Lieber unbekannter Freund,
es freut mich, dass du dich für die Gesellschaft Jesu interessierst. Bei mir ist es schon länger her, dass ich für diese „geringste Gesellschaft“ Feuer gefangen habe, aber bis heute ist es nicht erloschen. Es ist eine Gemeinschaft, die unglaublich willensstarke Männer zusammenbringt und so viel erreicht hat. Manchmal kann einem ganz anders werden, wenn man überlegt, in welche Tradition man sich da stellt. Auch ich bin bekannt dafür, einen starken Willen zu haben und zu versuchen die Aufträge und die Regeln immer zu 150 % zu erfüllen. Manche sagen sogar, ich sei bisweilen zu streng mit mir selbst. Ich bin nur froh, dass ich gelernt habe, diese Strenge gegenüber anderen gegen Barmherzigkeit zu tauschen – welche Gnade!
Mein Rat an dich: Lass dich nicht abschrecken, wenn du manchmal meinst, es würde nicht reichen, was du mitbringst und du seist zu gewöhnlich. Mir hat Schwester Magareta Maria Alacoque die Augen für das Wesentliche geöffnet: Den Blick auf das demütige und liebende Herz Jesu. Ein Herz, das brennt vor Liebe und für uns Menschen. Ein Herz, das zart und empfindlich ist für andere. Ein Herz, das uns die Liebe Gottes zeigt.
Unsere Herzen sind oft von ängstlicher Härte erfüllt, wie Marmor oder Bronze. Aber Gott kann diese Härte in uns besiegen und in unseren Herzen Wohnung nehmen. Das ist es, was letztlich zählt.
Dazu braucht es vor allem Vertrauen und Offenheit – der Rest ist Gnade. Wenn Gott erst einmal der Herr deines Herzens ist, wird er nicht untätig bleiben.
Es braucht keine große Erleuchtung – die gibt Gott, wem er will. Ich bin gar nicht gemacht dafür, ich könnte sie gar nicht tragen; sie wäre nicht gut für mich. Man gießt ja auch keinen kostbaren Wein in ein Fass, das ein Leck hat. Ich bitte nur um eine solide, einfache Art zu beten. Ein Gebet, das mich nicht aufbläht, sondern Gott die Ehre gibt.

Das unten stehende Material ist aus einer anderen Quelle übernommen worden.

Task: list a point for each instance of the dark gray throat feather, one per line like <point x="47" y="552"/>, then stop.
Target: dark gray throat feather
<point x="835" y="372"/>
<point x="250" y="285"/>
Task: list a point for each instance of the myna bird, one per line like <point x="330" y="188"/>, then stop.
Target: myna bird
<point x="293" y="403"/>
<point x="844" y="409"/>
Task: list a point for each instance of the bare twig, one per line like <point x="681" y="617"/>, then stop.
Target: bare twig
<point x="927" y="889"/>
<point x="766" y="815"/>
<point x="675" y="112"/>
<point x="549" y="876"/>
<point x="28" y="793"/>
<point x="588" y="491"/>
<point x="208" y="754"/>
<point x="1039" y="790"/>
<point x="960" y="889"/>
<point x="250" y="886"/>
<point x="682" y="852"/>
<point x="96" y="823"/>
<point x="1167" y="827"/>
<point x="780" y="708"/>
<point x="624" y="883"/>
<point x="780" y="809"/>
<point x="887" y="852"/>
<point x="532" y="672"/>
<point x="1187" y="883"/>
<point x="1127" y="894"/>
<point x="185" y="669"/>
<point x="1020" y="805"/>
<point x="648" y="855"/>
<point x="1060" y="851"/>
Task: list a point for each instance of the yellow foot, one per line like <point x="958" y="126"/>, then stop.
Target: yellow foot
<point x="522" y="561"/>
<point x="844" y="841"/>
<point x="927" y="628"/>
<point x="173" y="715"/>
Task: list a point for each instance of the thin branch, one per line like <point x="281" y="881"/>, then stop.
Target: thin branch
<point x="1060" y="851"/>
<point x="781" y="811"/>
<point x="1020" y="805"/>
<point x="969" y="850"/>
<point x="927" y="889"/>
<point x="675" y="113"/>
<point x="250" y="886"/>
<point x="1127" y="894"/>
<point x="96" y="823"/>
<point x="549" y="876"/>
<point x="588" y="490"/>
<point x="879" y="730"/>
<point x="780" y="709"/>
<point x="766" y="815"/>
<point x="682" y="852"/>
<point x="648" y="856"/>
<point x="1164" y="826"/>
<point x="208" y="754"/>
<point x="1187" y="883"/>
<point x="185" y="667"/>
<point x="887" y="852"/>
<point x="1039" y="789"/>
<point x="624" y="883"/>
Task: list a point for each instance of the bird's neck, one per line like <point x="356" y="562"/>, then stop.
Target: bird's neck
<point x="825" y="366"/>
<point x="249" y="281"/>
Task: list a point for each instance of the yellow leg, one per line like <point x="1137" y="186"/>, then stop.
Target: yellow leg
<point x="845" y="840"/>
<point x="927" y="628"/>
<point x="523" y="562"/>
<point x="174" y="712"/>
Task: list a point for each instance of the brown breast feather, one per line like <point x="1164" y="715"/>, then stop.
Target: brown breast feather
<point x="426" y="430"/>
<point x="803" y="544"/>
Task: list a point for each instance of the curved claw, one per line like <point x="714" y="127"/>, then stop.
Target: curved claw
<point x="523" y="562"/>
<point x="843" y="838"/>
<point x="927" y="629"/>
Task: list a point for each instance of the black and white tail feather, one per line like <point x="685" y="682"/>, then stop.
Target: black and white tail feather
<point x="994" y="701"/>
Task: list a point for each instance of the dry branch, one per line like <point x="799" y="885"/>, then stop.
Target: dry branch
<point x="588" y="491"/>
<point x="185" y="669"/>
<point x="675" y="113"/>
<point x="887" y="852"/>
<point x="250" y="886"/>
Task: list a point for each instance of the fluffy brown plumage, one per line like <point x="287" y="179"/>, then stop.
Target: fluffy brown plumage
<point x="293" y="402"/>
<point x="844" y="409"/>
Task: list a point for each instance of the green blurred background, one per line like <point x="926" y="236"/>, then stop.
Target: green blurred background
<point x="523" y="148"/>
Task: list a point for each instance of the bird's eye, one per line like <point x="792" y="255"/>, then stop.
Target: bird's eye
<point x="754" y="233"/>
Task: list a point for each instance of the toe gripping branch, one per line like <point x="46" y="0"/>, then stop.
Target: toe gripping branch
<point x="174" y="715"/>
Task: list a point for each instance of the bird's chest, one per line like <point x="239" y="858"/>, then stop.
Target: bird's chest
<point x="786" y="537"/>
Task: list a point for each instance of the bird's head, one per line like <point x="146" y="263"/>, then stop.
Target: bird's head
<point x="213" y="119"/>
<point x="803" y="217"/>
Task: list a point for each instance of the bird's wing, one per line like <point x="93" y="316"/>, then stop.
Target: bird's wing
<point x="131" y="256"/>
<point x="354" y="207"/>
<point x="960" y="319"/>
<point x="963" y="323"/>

Versuch immer wieder nach Gott Ausschau zu halten und ihm in aller Gewöhnlichkeit treu zu bleiben. Das ist alles.
Dein Suchen will ich mit meinem Gebet begleiten, das ist sicher,
Dein Claude de la Colombière SJ.
Der Heilige Claude de la Colombière wird am 2.2.1641 in Südfrankreich geboren. 1658 tritt er in die Gesellschaft Jesu ein. Im Terziat (1674) legt Colombière das Gelübde ab, alle Regeln der Konstitutionen bis ins kleinste Detail zu beachten. Nach den letzten Gelübden (1675) wird er Superior der Kommunität in Paray-le-Monial und geistlicher Begleiter von Sr. Margareta Maria Alacoque, deren Visionen zum Ausgangspunkt der Herz-Jesu-Frömmigkeit werden. Colombière wird zum „Apostel des Herzens Jesu“. Er ist ein beliebter Prediger. 1676 wird er als Prediger der Herzogin von York nach England geschickt. Die Herzogin bittet Innozenz XII. – auf Colombières Bitte hin – das Herz-Jesu-Fest einzuführen. Colombière wird verraten („Popish plot“), inhaftiert und 1678 aus England ausgewiesen (Louis XIV. rettet ihn vor dem Martyrium). Er kehrt – gesundheitlich durch Haft und Klima geschwächt – nach Frankreich zurück. 1681 kommt er wieder nach Paray-le-Monial. Sein Predigtschwerpunkt ist die Liebe Gottes, wie sie sich im Herzen Jesu zeigt. Am 15.2.1682 stirbt er. 1929 wird er seliggesprochen und 1992 heilig. Sein Gedenktag ist der 15. Februar.